Anyway here a plot of the raw data at Mauna Loa and the South Pole for 2008, together with the “selected” daily and monthly averages:
http://www.ferdinand-engelbeen.be/klimaat/klim_img/co2_mlo_spo_raw_select_2008.jpg
The outliers caused by volcanic vents and upwind conditions from the valleys (Mauna Loa) or mechanical problems (South Pole) are not used for averages.

July 23, 2014 1:06 pm


JohnWho says:
July 23, 2014 at 6:04 am
I agree, especially if they provide the “un-fooled around with” data.
Phil. says:
July 23, 2014 at 8:19 am
Well the “un-fooled around with” data is the absorption spectral bands at 0.76, 1.61 and 2.06 microns, would you know what to do with that data if they gave it to you?

Yes.
Provide it to people who do.
“Adjusted” data, when the adjustments aren’t fully revealed, often appears suspect, does it not?

Duster
July 23, 2014 2:58 pm

Crispin in Waterloo says:
July 23, 2014 at 4:45 am
. . .
Conclusion: CO2 is not well mixed in major urban areas.
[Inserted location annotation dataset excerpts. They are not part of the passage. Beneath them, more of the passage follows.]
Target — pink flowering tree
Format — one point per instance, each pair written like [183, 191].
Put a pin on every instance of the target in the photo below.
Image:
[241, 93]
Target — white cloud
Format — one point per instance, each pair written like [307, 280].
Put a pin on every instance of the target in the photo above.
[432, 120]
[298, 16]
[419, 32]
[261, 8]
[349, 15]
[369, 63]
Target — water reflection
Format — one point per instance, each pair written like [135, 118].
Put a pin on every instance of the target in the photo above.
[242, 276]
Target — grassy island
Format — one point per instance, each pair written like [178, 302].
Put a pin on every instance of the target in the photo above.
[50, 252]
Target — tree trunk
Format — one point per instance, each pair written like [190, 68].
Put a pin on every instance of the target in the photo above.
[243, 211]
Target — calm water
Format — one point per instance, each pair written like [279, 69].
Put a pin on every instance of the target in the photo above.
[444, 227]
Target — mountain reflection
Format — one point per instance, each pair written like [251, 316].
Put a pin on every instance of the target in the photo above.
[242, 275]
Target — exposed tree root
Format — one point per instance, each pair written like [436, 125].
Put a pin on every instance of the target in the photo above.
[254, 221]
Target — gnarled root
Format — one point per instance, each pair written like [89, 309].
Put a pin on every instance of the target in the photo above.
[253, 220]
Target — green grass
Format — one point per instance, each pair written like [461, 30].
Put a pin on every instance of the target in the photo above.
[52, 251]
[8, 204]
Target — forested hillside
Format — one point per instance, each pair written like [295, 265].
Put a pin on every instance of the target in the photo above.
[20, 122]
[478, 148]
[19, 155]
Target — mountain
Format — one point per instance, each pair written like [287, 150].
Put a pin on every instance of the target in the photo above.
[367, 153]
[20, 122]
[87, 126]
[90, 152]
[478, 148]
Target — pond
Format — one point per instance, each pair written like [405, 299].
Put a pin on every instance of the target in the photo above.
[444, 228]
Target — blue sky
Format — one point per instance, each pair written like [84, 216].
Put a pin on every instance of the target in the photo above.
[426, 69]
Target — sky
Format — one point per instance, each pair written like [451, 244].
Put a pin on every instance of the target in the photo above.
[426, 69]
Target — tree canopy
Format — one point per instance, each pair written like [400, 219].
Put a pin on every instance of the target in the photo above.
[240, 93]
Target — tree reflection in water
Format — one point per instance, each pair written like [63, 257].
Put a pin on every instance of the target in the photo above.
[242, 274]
Cool, that implies an “Urban Carbon Island” effect. Anthony’s next project.

catweazle666
July 23, 2014 5:09 pm

Ah, more computer games…
YAWN

Chuck Bradley
July 23, 2014 6:28 pm

I don’t understand all the doubt expressed in the comments. This is just the everyday egg unscrambling operation.

David Walton
July 23, 2014 6:40 pm

What, they didn’t include any methane detection diagnostics?

Down to Earth
July 23, 2014 9:49 pm

I invite criticism to this statement : “The OCO-2 readings will be flawed because of air traffic exhaust emissions.”
After the Malaysian jet disaster a air traffic pattern map was shown on TV. It showed heavy traffic around Ukraine(lots of concentrated jet exhaust), and a big open air space over Ukraine(no flights at all). Seems this would skew the CO2 emissions of the surrounding area vs. Ukraine. So by extension, it seems CO2 readings could be skewed by traffic patterns around the world. Comments or thoughts ?

Claude Harvey
July 23, 2014 9:53 pm

Re: Ric Werme says:
July 23, 2014 at 5:44 am
Claude Harvey says:
July 23, 2014 at 5:13 am
> With Goddard Space Flight Center doing the calculating, the answers are preordained.
“Please explain…”
I apologize for tarring other NASA agencies with the GISS brush. I should have said “With the Goddard Institute of Space Studies doing the calculating….”
CH

July 24, 2014 2:32 am

What will hourly monitoring help better understand phenomena that take centuries to evolve in a significant way as eg. liite ice age or medieval warming ?

Samuel C Cogar
July 25, 2014 4:25 am

Claude Harvey says:
July 23, 2014 at 9:53 pm
With Goddard Space Flight Center doing the calculating, the answers are preordained.
—————–
Averages are like row boats.
They rise and fall relative to the tidal forcing by the “ebb & flow” of either the newly recorded temperatures or “adjustments” to the historical temperature records.